Burada Hikmet Birand’ı anmak istiyorum: 1960’ların sonunda aslında ne yazık ki sesini duyuramamış, uluslararası anlamda da çok duyulamamış Hikmet Bey, çok önemli bir botanikçi. Bir ağaçla sohbeti bence çok iyi ifade ediyor bu meseleyi. Alıç Ağacı ile Sohbetler kitabı burada anılması gereken bir kitap. O ‘yavaşlığı’ da hatırlatıyor; canlıya bir birey kimliği yüklüyor. Oradaki kimlik benim için çok önemliydi ve aslında Hikmet Birand, derin ekolojiyi Anadolu topraklarında yazıyordu, yalnızca sesi belki uluslararası anlamda duyulmadı.
Sadece bir not olarak eklemek istedim, bir an sizin bu cevabınız aklıma geldi. Artık söyleşi serisini tamamlıyoruz. İnsanın doğayla barışması için bu anlamda ne yapması gerekir? Nasıl bir bakış açısı gerekir?
D.G.: Hatırlaması gerekir; o yaşamsal bağları, o eşitliği tekrar içeri çekmesi gerekir; bir özen ve ihtimam içerisinde kendini birazcık geri çekmesi, hatta yalnızca birazcık değil, çokça geri çekmesi gerekir; bu insan-merkezci bakıştan, bu ayrımlardan, bütün bu suni sınırlardan kurtulması gerekir; her şeyle birlikte — görünür görünmez her şeyle birlikte — bunun bir bütün olduğunu ve kendi ayrıcalıklarının da tümüyle yapay şeyler olduğunu anlaması gerekir ki zaten bunu aslında yaşıyor, hissediyor. İçindeki buruklukta, az önce konuştuğumuz o ritim bozukluğunda, o karın boşluğunda hissettiği şey bunlar.
Doğrudan hayatlarımızda ‘buna yaşamak denmez’ dediğimiz ne çok şeyi günbegün daha fazla yaşar hâle geldik.
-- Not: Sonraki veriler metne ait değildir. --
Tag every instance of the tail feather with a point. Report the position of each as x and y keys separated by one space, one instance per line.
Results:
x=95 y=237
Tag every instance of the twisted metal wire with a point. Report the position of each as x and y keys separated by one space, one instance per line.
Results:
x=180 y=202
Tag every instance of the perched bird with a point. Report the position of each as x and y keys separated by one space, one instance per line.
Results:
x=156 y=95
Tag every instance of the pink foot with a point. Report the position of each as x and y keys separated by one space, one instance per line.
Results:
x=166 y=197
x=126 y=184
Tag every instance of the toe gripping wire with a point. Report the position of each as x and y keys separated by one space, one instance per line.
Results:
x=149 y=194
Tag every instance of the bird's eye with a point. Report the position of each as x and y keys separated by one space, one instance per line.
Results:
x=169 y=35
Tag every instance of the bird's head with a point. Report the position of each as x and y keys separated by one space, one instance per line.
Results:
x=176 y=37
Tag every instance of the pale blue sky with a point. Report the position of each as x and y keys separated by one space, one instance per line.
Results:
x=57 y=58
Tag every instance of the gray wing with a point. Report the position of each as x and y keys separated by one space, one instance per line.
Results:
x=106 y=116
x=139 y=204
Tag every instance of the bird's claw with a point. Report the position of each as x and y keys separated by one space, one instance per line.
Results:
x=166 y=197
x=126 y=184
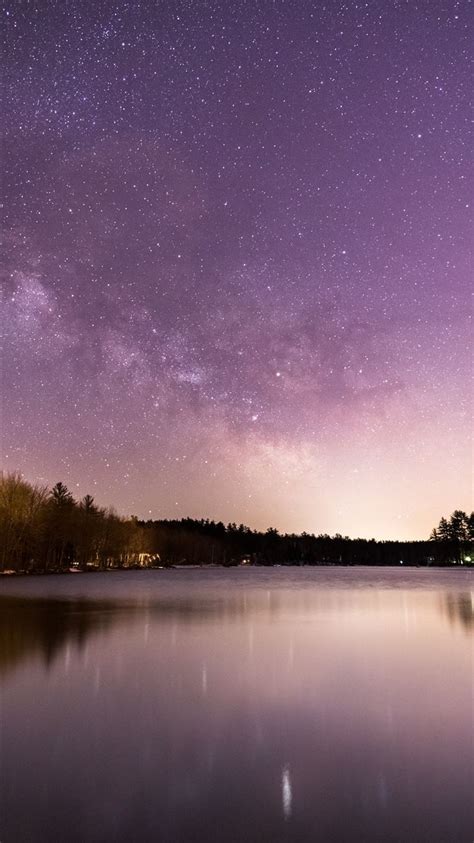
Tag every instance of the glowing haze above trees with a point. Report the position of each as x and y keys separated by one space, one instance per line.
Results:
x=237 y=259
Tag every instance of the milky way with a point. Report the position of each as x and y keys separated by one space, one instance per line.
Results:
x=237 y=258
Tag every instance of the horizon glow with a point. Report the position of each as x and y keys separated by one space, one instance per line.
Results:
x=238 y=260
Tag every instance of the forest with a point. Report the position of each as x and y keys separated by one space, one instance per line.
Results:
x=46 y=530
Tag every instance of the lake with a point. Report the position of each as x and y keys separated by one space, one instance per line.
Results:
x=299 y=704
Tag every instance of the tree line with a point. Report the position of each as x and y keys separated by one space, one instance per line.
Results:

Dolayısıyla gerçekten bir kelebek etkisi gibi bunun bir bütün içerisinde hissedilmesi, duyulması; duyuların yeniden geri çağrılması gerektiği daha duyumsal olabilir bir hayat olabilmesi için dilimizin birazcık geri çekilmesi gerektiği böylesi bir sessizlik yani konuşmaktan geri durmak, hükmetmekten geri durmak ama öteki adına konuşmaktan, öteki adına sabitleyici olmaktan geri durmakla ancak böyle bir şeyin mümkün olabileceği, şeyleştirmeden — kendimize benzetmeden — başka çevrelerle, hatta yan yana olmadan da, ‘bir’ olmadan da bağ kurabileceğimizi; bağlarımız olduğunu, etkileşim halinde olduğumuzu hatırlamakla, geri çağırmakla. bütün bu bilgiyi, bütün bu yaşamsal etkiyi bu yaşama hevesimizi geri almakla sorumluyuz gibi düşünüyorum.
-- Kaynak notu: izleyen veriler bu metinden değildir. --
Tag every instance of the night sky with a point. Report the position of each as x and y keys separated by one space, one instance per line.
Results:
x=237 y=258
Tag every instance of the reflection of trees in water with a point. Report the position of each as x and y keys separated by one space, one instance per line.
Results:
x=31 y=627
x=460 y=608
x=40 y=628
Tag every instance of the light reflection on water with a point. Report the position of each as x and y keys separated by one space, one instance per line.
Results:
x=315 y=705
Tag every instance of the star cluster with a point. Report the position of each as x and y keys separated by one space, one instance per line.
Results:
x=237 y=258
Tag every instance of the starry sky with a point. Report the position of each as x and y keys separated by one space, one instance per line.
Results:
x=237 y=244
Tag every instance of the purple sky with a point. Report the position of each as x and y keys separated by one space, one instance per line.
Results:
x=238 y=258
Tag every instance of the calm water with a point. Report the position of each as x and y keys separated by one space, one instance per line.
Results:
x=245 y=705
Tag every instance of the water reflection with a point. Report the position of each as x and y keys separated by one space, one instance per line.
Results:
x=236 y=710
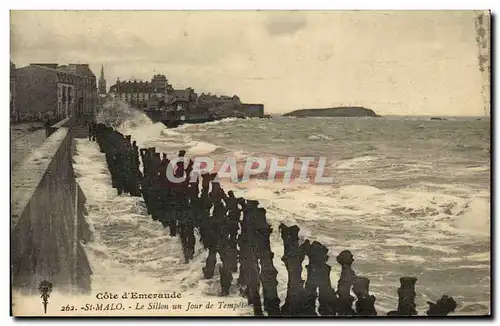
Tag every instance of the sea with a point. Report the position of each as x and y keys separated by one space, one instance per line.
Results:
x=409 y=196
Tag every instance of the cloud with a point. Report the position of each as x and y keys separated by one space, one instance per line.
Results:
x=289 y=23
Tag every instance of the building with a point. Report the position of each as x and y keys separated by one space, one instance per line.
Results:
x=184 y=99
x=58 y=91
x=13 y=112
x=102 y=83
x=137 y=93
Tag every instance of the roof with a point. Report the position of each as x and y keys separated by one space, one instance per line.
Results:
x=81 y=70
x=181 y=94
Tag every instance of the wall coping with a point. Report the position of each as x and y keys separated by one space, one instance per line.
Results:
x=27 y=176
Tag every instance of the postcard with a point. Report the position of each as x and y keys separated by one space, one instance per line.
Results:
x=250 y=163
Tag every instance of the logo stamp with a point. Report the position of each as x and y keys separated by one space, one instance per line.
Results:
x=45 y=289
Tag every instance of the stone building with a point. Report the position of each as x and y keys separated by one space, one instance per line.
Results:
x=102 y=83
x=58 y=91
x=13 y=111
x=137 y=93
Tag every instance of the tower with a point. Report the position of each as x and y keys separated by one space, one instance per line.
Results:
x=102 y=83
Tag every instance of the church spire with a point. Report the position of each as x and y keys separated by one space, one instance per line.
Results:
x=102 y=82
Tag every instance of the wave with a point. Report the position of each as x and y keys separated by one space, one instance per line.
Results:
x=198 y=148
x=318 y=137
x=355 y=163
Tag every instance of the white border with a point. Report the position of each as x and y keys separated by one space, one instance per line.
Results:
x=180 y=5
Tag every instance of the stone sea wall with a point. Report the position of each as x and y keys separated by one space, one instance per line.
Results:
x=48 y=222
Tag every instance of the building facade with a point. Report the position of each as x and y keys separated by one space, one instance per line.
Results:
x=138 y=93
x=57 y=91
x=13 y=111
x=102 y=83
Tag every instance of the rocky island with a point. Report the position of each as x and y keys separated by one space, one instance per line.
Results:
x=344 y=111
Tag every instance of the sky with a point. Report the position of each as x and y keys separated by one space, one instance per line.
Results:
x=394 y=62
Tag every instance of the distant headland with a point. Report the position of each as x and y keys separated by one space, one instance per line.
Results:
x=343 y=111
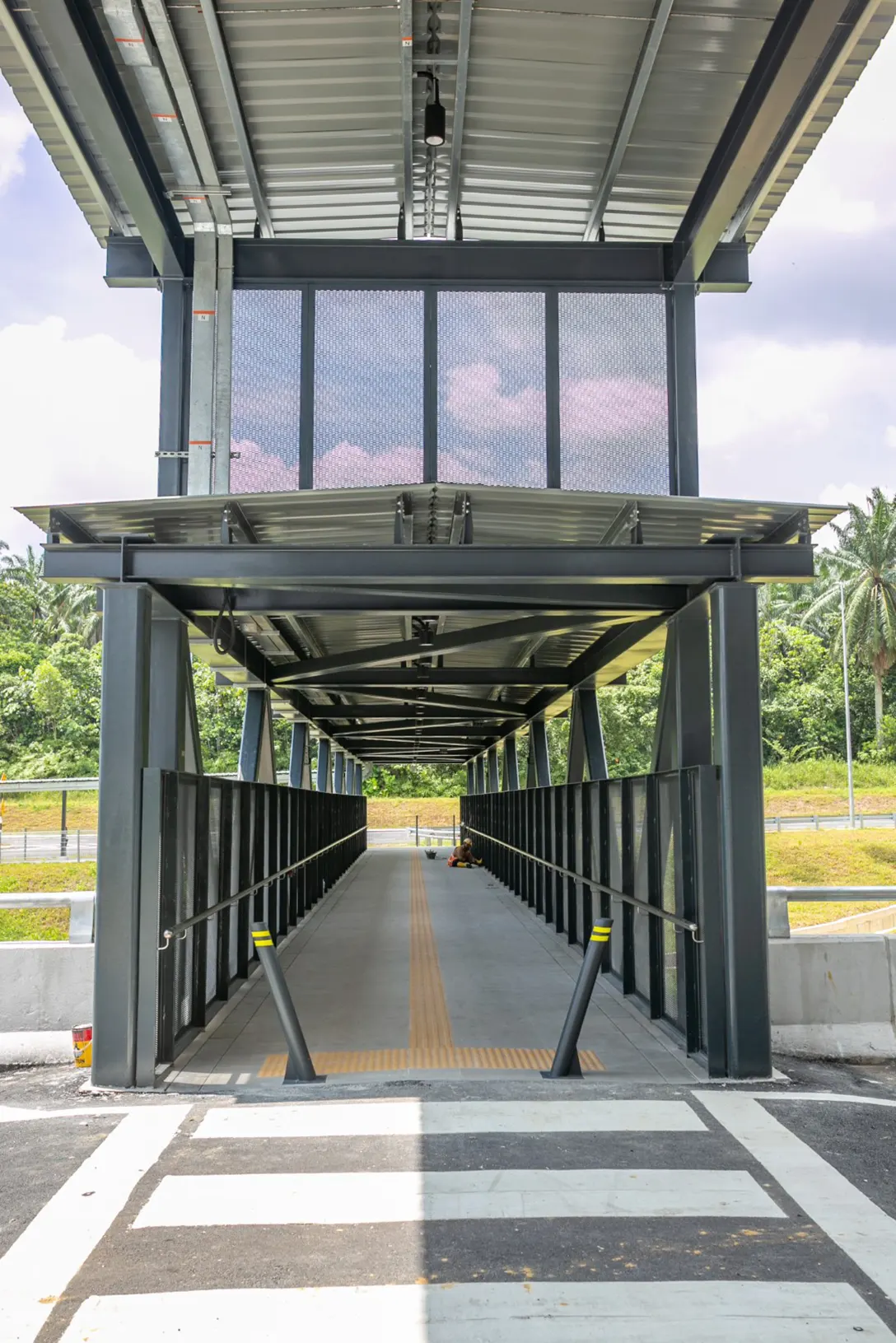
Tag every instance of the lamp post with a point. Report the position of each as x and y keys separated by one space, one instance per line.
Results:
x=849 y=734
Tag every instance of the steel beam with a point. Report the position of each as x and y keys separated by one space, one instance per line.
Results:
x=236 y=116
x=738 y=753
x=72 y=34
x=630 y=109
x=404 y=651
x=481 y=598
x=808 y=42
x=287 y=263
x=300 y=767
x=324 y=766
x=242 y=566
x=124 y=742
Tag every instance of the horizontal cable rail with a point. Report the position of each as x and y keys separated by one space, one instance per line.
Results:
x=685 y=924
x=250 y=891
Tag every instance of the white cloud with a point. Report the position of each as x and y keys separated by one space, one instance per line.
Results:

U.P.: Yazı doğayla birlikte nasıl nefes alabilir?
D.G.: Yine en başta söylediğim gibi, aslında yazının doğayla birlikte nefes alabilmesi için bütün o iktidar aracı olan öğelerinden sıyrılması gerekiyor. Seslerin çağrılması gerekiyor. Seslere yer açılması ve yine söz almamak; sözün ağırlığını duymak insanın ağırlığını, yükünü bilmek ve bundan geri durmak, imtina etmekle mümkün olabileceğini düşünüyorum. Ancak böyle bir ortaklık çağrısıyla — çok sevdiğim bir şeydir bu — ortak bir şeyleri olmayanların ortaklığa ‘fazlalık’ üzerinden çekilmesi… - fazlalık kelimesini linguistikten almış olalım; çok sıklıkla hatırlarım - ancak böyle bir yolla yazı bu çağrıyı yapabilir gibi geliyor; bu açıklığa kavuşabilir gibi geliyor.
Dünyayı açıklıkla görmek ama dünyayı açıklık, kendi önüne bakarak olabilecek bir şey değil; kendi önüne bakarak yazılan bir yazı — ne anlatırsa anlatsın — öznesi insan olan bir yazıdan kurtulmamız çok zor diye düşünüyorum.
U.P.: Çok teşekkürler Deniz Hanım. Bu program serisinin sonuna geldik, bugün de süremizi tamamladık. Ben ne kadar teşekkür etsem azdır size, eksik olmayın, ağzınıza sağlık. İyi ki geldiniz, iyi ki buradasınız. Çok çok teşekkürler.
D.G.: Ben de çok teşekkür ederim bu çağrınız, bu davetiniz için…
U.P.: Eksik olmayın. Antroposen Sohbetler'in bugün sonuna geldik. Bu iki bölümlük seride, ‘Canlıların Dili, Sessizliğin Hafızası’ başlığı altında Deniz Gezgin ile birlikte Antroposen kavramına, doğanın, tabiatın hafızasını ekleyerek bakmaya çalıştım. Çok kıymetli bir söyleşi olduğunu düşünüyorum. Önümüzdeki haftalarda tekrar Antroposen Sohbetler’de buluşmak üzere hoşçakalın.